Lindy also heard stories–“coincidences,” she calls them–of people who escaped injury and death. An elderly woman, for example, who normally naps until 3 p.m., awakened at 1 p.m. on the afternoon of May 12, and was outdoors when the tremor struck at 2:28 p.m.

Lindy is aware of the sharp challenges being posed to Chinese Christians in the earthquake’s wake such as, “How could your God allow such a tragedy to happen?” Her response to such questions is careful and thoughtful: “I think our God will not do something with no purpose. Now we can’t see God’s purpose. Maybe in the future we will see [this disaster] as a chance for Christians to send love to people who don’t know Jesus.”

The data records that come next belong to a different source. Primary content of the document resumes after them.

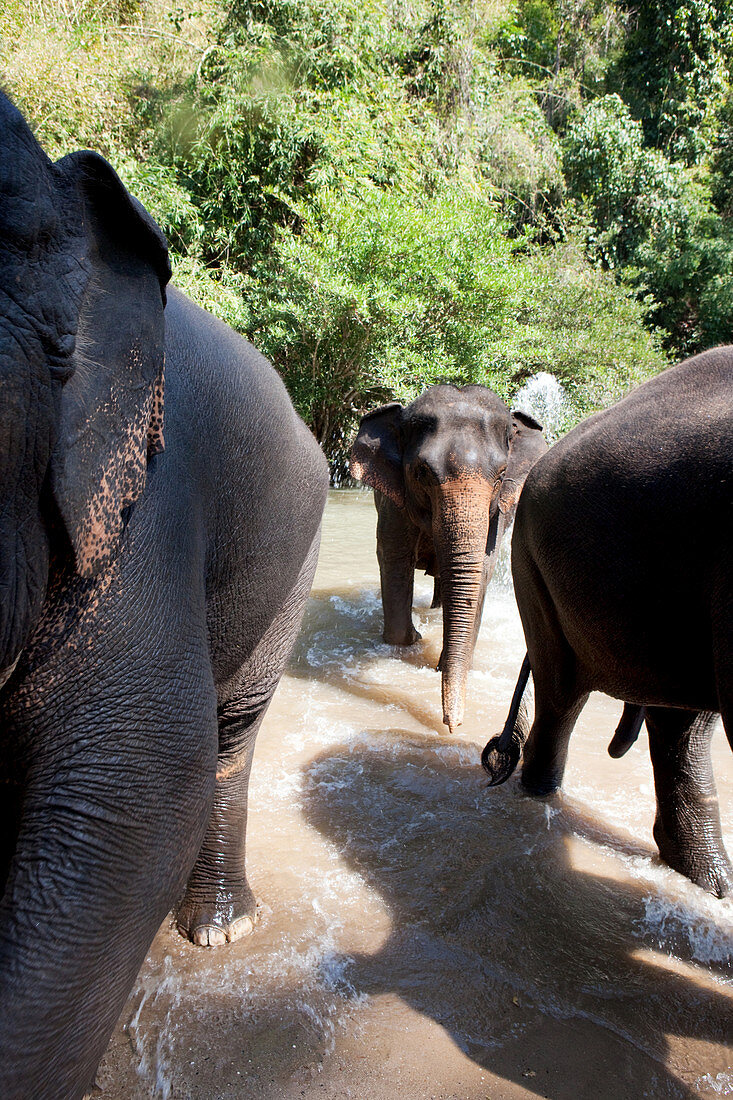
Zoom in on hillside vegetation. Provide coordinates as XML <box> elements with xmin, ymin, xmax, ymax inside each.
<box><xmin>5</xmin><ymin>0</ymin><xmax>733</xmax><ymax>472</ymax></box>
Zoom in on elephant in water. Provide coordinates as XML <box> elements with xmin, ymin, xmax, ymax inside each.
<box><xmin>0</xmin><ymin>96</ymin><xmax>328</xmax><ymax>1100</ymax></box>
<box><xmin>482</xmin><ymin>348</ymin><xmax>733</xmax><ymax>897</ymax></box>
<box><xmin>351</xmin><ymin>385</ymin><xmax>547</xmax><ymax>733</ymax></box>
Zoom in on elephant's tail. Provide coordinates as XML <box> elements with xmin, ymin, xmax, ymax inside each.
<box><xmin>609</xmin><ymin>703</ymin><xmax>646</xmax><ymax>760</ymax></box>
<box><xmin>481</xmin><ymin>655</ymin><xmax>532</xmax><ymax>787</ymax></box>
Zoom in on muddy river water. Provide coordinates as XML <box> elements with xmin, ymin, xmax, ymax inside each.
<box><xmin>99</xmin><ymin>491</ymin><xmax>733</xmax><ymax>1100</ymax></box>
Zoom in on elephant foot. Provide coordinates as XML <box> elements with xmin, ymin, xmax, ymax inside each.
<box><xmin>654</xmin><ymin>821</ymin><xmax>733</xmax><ymax>898</ymax></box>
<box><xmin>481</xmin><ymin>737</ymin><xmax>522</xmax><ymax>787</ymax></box>
<box><xmin>176</xmin><ymin>887</ymin><xmax>258</xmax><ymax>947</ymax></box>
<box><xmin>382</xmin><ymin>626</ymin><xmax>423</xmax><ymax>646</ymax></box>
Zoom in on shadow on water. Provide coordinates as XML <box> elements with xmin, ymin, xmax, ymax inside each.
<box><xmin>304</xmin><ymin>730</ymin><xmax>733</xmax><ymax>1098</ymax></box>
<box><xmin>288</xmin><ymin>586</ymin><xmax>490</xmax><ymax>734</ymax></box>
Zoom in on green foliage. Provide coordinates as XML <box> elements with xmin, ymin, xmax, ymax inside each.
<box><xmin>0</xmin><ymin>0</ymin><xmax>704</xmax><ymax>472</ymax></box>
<box><xmin>239</xmin><ymin>188</ymin><xmax>665</xmax><ymax>474</ymax></box>
<box><xmin>613</xmin><ymin>0</ymin><xmax>733</xmax><ymax>164</ymax></box>
<box><xmin>565</xmin><ymin>96</ymin><xmax>733</xmax><ymax>354</ymax></box>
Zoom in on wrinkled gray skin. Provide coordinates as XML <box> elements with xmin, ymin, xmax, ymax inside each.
<box><xmin>0</xmin><ymin>96</ymin><xmax>328</xmax><ymax>1100</ymax></box>
<box><xmin>482</xmin><ymin>348</ymin><xmax>733</xmax><ymax>897</ymax></box>
<box><xmin>351</xmin><ymin>385</ymin><xmax>547</xmax><ymax>733</ymax></box>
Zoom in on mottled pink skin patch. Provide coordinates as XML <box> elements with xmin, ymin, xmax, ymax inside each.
<box><xmin>147</xmin><ymin>367</ymin><xmax>165</xmax><ymax>458</ymax></box>
<box><xmin>69</xmin><ymin>350</ymin><xmax>164</xmax><ymax>578</ymax></box>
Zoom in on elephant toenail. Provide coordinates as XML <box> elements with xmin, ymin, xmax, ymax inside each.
<box><xmin>229</xmin><ymin>916</ymin><xmax>254</xmax><ymax>944</ymax></box>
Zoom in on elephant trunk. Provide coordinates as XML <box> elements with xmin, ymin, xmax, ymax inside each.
<box><xmin>433</xmin><ymin>476</ymin><xmax>491</xmax><ymax>734</ymax></box>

When the Pengzhou survivors expressed gratitude to their Chongqing sisters and brothers for the food they had brought, Lindy and her friends replied, “Thank God–there is a God who loves you.”

Lindy’s own faith is rooted in her deep sense of being loved by her Lord. “Jesus will comfort me when I am sad, he will give me confidence when I am weak,” she says, with conviction. Since the earthquake, she has found Psalm 121:1-2 especially meaningful. She recites it and mimes: “I lift my eyes unto the hills–from where will my help come from? My help comes from the Lord, who made heaven and earth.”

But visiting the disaster area has caused her to think more deeply about her faith. “I could give a person a glass of water when he is thirsty,” she reflects. “I could put on a coat when he is cold. I could wipe his tears when he drops tears. I could comfort him with words when he is sad. We could give some food and clothes to the people who were attacked in the earthquake. However, this is just for temporary help. It is only God who can placate their heart, heal their spirit, and save their soul.”

Showing God’s love, and offering that “temporary help,” go together for Lindy. The Agape Church is now seeking persons to help care for earthquake survivors who have been brought to Chongqing hospitals, many suffering severe and long-term injuries. Though she has planned to start a new job after her graduation next month, Lindy is considering how she might volunteer.

And her motivation is the same that led her to go to Pengzhou: “I wanted to let people in the disaster area know that there is a God who loves all people.”

*“Lindy” is a pseudonym

Philip Bender and his wife, Julie Bender, are workers in China with MC Canada Witness through Mennonite Partners in China.